De taks tot vergoeding der successierechten, vaak ook de patrimoniumtaks genoemd, is een jaarlijkse belasting die in België geldt voor verenigingen zonder winstoogmerk (VZW’s), internationale VZW’s (IVZW’s) en private stichtingen. Deze taks is bedoeld als een compensatie voor de vrijstelling van successierechten die deze organisaties genieten en wordt berekend op basis van hun vermogen. Sinds 1 januari 2024 gelden nieuwe regels voor deze taks, waardoor de boekhoudkundige verwerking ervan extra aandacht verdient.
Hoe wordt de taks tot vergoeding der successierechten berekend?
De patrimoniumtaks wordt geheven op het totale vermogen van een VZW of stichting, ongeacht waar de bezittingen zich bevinden. Dit vermogen wordt bepaald op basis van de verkoopwaarde van de bezittingen op 1 januari van het kalenderjaar.
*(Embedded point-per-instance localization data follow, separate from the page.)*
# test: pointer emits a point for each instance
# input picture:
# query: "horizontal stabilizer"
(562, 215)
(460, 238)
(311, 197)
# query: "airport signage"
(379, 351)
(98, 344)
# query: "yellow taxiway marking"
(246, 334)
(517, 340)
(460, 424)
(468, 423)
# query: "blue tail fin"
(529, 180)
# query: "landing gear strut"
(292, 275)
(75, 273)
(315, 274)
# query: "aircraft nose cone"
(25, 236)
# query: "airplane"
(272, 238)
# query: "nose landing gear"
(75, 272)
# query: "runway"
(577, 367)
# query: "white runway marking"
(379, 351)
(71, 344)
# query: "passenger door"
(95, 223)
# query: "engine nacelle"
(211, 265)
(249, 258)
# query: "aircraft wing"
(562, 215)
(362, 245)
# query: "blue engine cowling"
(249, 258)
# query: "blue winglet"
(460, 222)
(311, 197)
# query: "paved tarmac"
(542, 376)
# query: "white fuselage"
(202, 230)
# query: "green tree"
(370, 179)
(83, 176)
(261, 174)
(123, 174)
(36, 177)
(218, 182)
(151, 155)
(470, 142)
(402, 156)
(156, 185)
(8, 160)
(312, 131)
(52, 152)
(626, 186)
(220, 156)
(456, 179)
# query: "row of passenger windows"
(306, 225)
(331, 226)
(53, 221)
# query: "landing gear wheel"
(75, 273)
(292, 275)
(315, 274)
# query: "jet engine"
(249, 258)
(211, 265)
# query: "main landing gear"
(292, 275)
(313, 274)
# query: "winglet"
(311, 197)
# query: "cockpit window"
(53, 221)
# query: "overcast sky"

Dit betekent dat niet de boekwaarde, maar de realistische marktwaarde als basis dient voor de berekening. Het betreft een progressief tarief, wat betekent dat hoe hoger het vermogen is, des te hoger het belastingtarief dat wordt toegepast zal zijn. Een eerste schijf van 50.000 euro is vrijgesteld, waardoor kleinere organisaties minder zwaar worden belast.
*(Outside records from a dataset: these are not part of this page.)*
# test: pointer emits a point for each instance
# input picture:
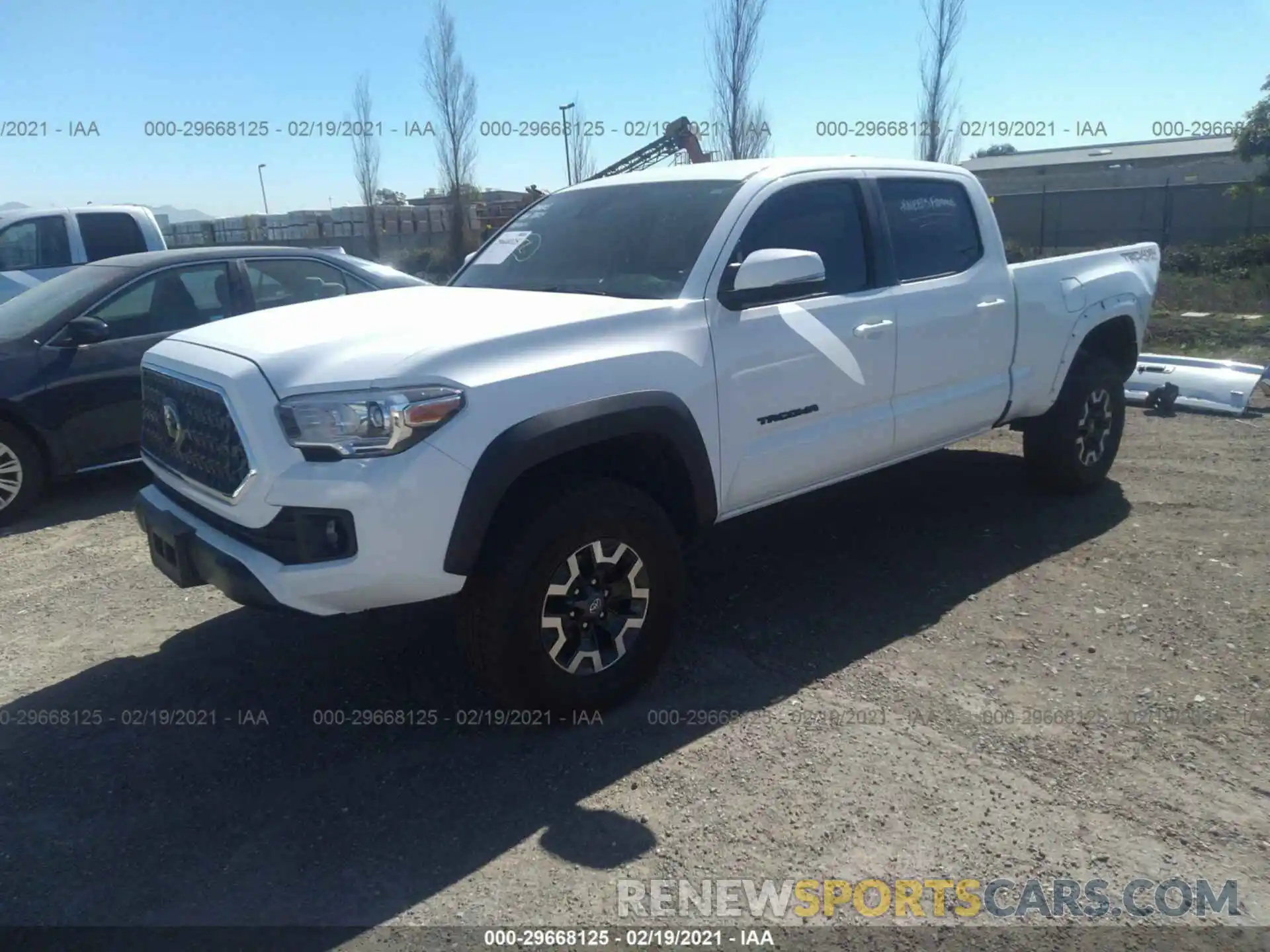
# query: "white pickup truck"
(624, 365)
(41, 244)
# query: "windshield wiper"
(563, 290)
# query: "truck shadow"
(298, 823)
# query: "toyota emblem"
(173, 424)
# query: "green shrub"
(1235, 259)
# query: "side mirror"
(773, 267)
(84, 331)
(773, 273)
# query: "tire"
(513, 611)
(22, 474)
(1071, 447)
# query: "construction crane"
(679, 138)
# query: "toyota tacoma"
(625, 364)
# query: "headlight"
(367, 423)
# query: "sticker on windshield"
(527, 248)
(926, 204)
(502, 247)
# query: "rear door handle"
(864, 331)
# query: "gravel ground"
(892, 654)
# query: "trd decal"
(788, 414)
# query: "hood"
(389, 338)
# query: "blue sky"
(124, 63)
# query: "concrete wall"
(1175, 215)
(400, 229)
(1087, 175)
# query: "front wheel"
(574, 610)
(1072, 447)
(22, 474)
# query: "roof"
(742, 169)
(73, 210)
(177, 255)
(1107, 153)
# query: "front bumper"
(197, 561)
(257, 545)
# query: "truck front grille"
(189, 428)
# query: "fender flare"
(1094, 317)
(549, 434)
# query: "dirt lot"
(894, 649)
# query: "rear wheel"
(1072, 447)
(22, 474)
(575, 610)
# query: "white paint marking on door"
(808, 327)
(27, 281)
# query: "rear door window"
(286, 281)
(36, 243)
(110, 234)
(934, 230)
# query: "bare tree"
(732, 60)
(366, 157)
(939, 136)
(452, 92)
(582, 163)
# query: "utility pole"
(568, 163)
(259, 171)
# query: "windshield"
(22, 315)
(624, 240)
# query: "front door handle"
(865, 331)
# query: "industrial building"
(1171, 161)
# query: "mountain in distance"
(175, 215)
(181, 215)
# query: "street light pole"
(568, 164)
(259, 171)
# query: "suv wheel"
(22, 474)
(575, 610)
(1074, 444)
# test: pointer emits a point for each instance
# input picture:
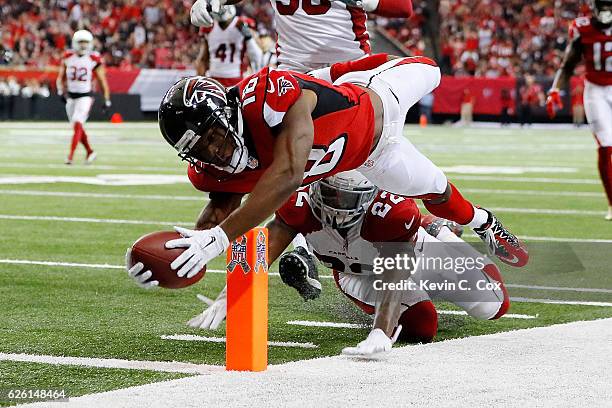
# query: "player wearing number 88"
(224, 46)
(278, 130)
(591, 39)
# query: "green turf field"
(543, 184)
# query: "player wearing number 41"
(591, 38)
(224, 46)
(316, 33)
(74, 85)
(278, 130)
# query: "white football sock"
(446, 235)
(480, 218)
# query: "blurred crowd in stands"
(493, 38)
(489, 38)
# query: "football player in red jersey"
(278, 130)
(77, 71)
(224, 46)
(591, 39)
(348, 223)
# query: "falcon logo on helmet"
(198, 88)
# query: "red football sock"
(419, 323)
(456, 208)
(76, 138)
(84, 140)
(605, 170)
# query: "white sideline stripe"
(311, 323)
(560, 302)
(89, 220)
(192, 337)
(103, 195)
(507, 315)
(529, 179)
(557, 288)
(544, 363)
(534, 192)
(203, 198)
(108, 266)
(162, 366)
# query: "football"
(151, 251)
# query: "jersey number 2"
(289, 7)
(598, 50)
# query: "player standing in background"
(76, 72)
(591, 38)
(312, 36)
(224, 46)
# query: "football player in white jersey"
(344, 218)
(314, 34)
(223, 48)
(74, 85)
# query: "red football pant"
(456, 208)
(605, 170)
(79, 135)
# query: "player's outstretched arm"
(218, 209)
(284, 175)
(383, 8)
(573, 55)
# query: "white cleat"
(90, 158)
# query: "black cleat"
(299, 270)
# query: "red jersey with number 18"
(343, 128)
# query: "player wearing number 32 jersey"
(591, 40)
(278, 130)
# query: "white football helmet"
(602, 10)
(225, 14)
(82, 41)
(341, 200)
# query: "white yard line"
(561, 302)
(311, 323)
(534, 192)
(512, 369)
(163, 366)
(108, 266)
(89, 220)
(192, 337)
(548, 180)
(168, 197)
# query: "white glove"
(201, 9)
(376, 342)
(135, 273)
(213, 315)
(202, 247)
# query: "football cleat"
(502, 243)
(90, 158)
(433, 225)
(299, 270)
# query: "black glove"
(298, 269)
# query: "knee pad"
(419, 323)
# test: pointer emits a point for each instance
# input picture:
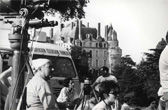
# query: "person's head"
(44, 67)
(153, 102)
(109, 91)
(68, 82)
(104, 71)
(126, 99)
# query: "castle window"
(90, 53)
(97, 63)
(104, 62)
(83, 44)
(96, 44)
(96, 53)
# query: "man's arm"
(4, 77)
(46, 97)
(95, 83)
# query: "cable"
(8, 6)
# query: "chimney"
(106, 32)
(61, 26)
(80, 30)
(88, 25)
(51, 33)
(98, 30)
(71, 25)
Wanneer wordt de taks tot vergoeding der successierechten geboekt?
De aangifte van de patrimoniumtaks moet jaarlijks uiterlijk op 31 maart worden ingediend. De betaling moet gebeuren voor het verstrijken van deze termijn. Volgens de Commissie voor Boekhoudkundige Normen (CBN) moet de taks echter al in de boekhouding worden opgenomen op basis van de situatie op 1 januari van datzelfde jaar. Dit betekent dat als een boekjaar samenvalt met het kalenderjaar (van 1 januari tot 31 december), de kost van de taks in datzelfde jaar wordt geboekt. Voor boekjaren die niet samenvallen met het kalenderjaar, bijvoorbeeld een boekjaar van 1 februari tot 31 januari, wordt de taks geboekt in het boekjaar dat de datum 1 januari bevat.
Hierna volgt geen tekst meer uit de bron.